La question se pose d'un modèle africain de démocratie qui redresserait les frontières de l'individualisme occidental. Par exemple, les institutions ont souvent été inspirées par l'Europe, et la
Constitution de Vème République française a servi de modèle à de nombreux pays francophones. Sont-elles adaptées ? Pour la camerounaise Marie-Louise Eteki Otabela, qui racontait comment elle fut
empêchée de se présenter à la présidentielle dans son pays pour des « raisons administratives », il faut convoquer une Assemblée constituante afin d'adopter une nouvelle Loi fondamentale plus
conforme à leurs aspirations.
L'écrivain camerounais Célestin Monga souligne, quant à lui, la profondeur du mal : « Les civilisations africaines ont perdu beaucoup de terrain depuis des siècles ». Selon lui, le continent « souffre de quatre déficits profonds qui se renforcent mutuellement : le déficit d'amour propre et de confiance en soi ; le déficit de savoir et de connaissance ; le déficit de leadership et le déficit de communication. Il invite donc à envisager des réformes radicales, notamment celle des systèmes éducatifs, dont la « principale fonction est de fabriquer des fonctionnaires semi-illétrés ( ) pour en faire des auxiliaires de la post-colonie. »
C'est dans cet esprit que travaille l'écrivain kenyan Firoze Manji, qui a créé l'association Fahamu (« savoir » en swahili).

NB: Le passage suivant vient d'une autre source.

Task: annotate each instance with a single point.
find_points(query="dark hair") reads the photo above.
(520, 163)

Il s'agit de former à distance, grâce aux nouvelles technologies, des
militants sur tout le continent sur des sujets aussi variés que la défense des droits de l'homme, la prévention des conflits ou le rôle des médias. Tous parient sur ceux qu'Ayittey nomme les
cheetah, les jeunes générations qui n'ont pas connu la colonisation, qui n'ont pas les complexes qu'elle peut engendrer et qui ne s'en laissent pas conter. Un travail militant de longue haleine.